Zuma’s critics had insisted for years that state-funded upgrades to the president’s private residential compound near the rural town of Nkandla, Zuma’s ancestral home, were overpriced and unnecessary. The Constitutional Court’s ruling affirmed the accusations, and capped a long-running saga of greed, political malfeasance and architecture run amok. Gideon Brower delivered this report.
The renovations at Nkandla started with the main house, which is built in a traditional style with a thatched roof, says Cape Town-based journalist and author Marianne Thamm. Then the expansion began.
“There’s a main house, there’s an amphitheater, there’s a visitor’s center. When President Zuma became the president [in 2009], he would arrive with the security entourage, so the necessity arose for several cottages to be built on the property. Then a tennis court was built because the security detail needed to enjoy themselves while they were there. It just got bigger and bigger and bigger.”

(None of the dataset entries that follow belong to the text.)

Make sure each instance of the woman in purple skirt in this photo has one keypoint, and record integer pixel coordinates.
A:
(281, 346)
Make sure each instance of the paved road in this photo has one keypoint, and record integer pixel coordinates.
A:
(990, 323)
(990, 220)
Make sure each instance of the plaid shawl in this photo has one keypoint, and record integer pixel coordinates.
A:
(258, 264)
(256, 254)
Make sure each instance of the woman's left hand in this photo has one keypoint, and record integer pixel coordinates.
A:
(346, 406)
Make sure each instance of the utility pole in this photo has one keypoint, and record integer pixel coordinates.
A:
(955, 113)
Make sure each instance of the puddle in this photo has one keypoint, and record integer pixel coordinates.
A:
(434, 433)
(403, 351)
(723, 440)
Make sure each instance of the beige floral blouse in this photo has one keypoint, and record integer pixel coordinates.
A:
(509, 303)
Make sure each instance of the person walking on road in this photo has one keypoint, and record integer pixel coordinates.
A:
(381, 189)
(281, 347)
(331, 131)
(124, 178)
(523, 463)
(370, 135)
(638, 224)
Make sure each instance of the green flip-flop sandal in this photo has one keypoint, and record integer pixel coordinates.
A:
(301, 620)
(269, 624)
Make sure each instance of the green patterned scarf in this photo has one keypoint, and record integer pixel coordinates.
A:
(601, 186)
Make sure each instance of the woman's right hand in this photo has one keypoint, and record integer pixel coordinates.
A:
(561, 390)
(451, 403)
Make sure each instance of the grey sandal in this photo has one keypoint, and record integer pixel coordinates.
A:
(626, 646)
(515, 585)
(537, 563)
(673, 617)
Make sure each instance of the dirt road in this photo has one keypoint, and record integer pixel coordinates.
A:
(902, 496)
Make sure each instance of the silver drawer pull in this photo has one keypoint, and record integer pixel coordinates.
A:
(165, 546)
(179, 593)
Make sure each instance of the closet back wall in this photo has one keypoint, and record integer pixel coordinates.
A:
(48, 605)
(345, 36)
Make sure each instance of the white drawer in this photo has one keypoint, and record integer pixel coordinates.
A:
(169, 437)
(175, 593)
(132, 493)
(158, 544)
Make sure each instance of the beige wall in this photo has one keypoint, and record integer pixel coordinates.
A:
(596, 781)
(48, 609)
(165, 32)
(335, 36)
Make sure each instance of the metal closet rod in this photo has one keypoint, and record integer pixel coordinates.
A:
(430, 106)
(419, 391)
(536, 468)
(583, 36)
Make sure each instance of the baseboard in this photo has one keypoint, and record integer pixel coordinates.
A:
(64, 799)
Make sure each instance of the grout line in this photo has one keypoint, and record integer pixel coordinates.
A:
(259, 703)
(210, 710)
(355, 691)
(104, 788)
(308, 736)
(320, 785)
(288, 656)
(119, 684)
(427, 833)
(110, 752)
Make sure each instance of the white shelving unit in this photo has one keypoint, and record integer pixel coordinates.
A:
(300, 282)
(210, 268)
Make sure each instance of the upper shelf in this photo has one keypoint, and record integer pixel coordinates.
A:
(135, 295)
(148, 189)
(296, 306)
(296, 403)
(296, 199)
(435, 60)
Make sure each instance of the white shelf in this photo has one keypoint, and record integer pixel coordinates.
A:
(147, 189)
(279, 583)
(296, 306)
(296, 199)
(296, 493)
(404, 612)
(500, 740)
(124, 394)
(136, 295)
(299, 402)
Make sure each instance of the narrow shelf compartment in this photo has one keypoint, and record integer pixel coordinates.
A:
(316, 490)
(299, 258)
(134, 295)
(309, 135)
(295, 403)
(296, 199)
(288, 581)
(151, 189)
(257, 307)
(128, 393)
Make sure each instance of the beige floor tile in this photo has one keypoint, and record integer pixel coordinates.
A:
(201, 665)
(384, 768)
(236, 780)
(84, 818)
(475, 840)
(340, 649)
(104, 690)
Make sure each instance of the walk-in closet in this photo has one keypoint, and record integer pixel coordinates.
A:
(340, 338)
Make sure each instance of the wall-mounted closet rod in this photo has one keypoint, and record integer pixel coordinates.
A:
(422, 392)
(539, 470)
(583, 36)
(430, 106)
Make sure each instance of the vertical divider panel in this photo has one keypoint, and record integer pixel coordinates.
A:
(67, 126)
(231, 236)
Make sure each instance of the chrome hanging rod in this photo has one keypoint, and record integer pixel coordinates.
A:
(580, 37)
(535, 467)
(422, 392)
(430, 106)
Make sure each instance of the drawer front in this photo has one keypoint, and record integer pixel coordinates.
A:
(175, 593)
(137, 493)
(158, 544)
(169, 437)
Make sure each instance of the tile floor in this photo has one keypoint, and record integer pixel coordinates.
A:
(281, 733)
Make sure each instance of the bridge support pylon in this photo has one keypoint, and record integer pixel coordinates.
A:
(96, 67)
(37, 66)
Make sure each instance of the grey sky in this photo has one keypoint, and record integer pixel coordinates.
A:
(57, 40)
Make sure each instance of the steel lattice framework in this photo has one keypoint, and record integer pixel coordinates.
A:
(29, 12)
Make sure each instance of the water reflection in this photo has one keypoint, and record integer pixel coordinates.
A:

After years of bitter political debate over Nkandla, an independent investigation concluded in 2014 that the president should repay some of the money spent on his homestead, but Zuma and his cabinet refused to accept the report.
Minister of Police Nathi Nhleko told the press that the renovations and additions, including elaborate enclosures for the president’s cows and chickens, were needed to protect the president and his family. A tear-shaped pool on the property was identified not as a swimming pool, but a “fire pool,” an emergency reservoir required by firefighters. Marianne Thamm says a skeptical public took up the term as a punch line.
“When it gets really hot here, we all start joking that we’re going for a dip in the fire pool,” says Thamm. “There are new words we’ve invented in South Africa to circumvent the truth, and fire pool has been one of them.”
Nkandla has come to represent all that is wrong with South Africa, says Thamm, and so has the president. But she also notes that that the culture and tradition of corruption predates Jacob Zuma and his party, the African National Congress.
“The [Apartheid-era] governments had ministers and people in power who spent just as much money buying farms with taxpayers’ money, renovating their own homes, living a first world life in a country where the vast number of people were poverty stricken and oppressed, with no rights. It doesn’t make what’s happening now right. It just makes it tragic, because we expected better.”
At current exchange rates the South African government has spent more than $16 million on improvements to the property. How much President Zuma will repay remains to be seen. But video footage of the compound suggests that inflated costs, fraud and incompetence have soaked up much of the government’s investment.
“The chicken run’s fallen down. The finishes inside the security village are just appalling, with tiles breaking,” says Thamm. “The place is riddled with scorpions and snakes.”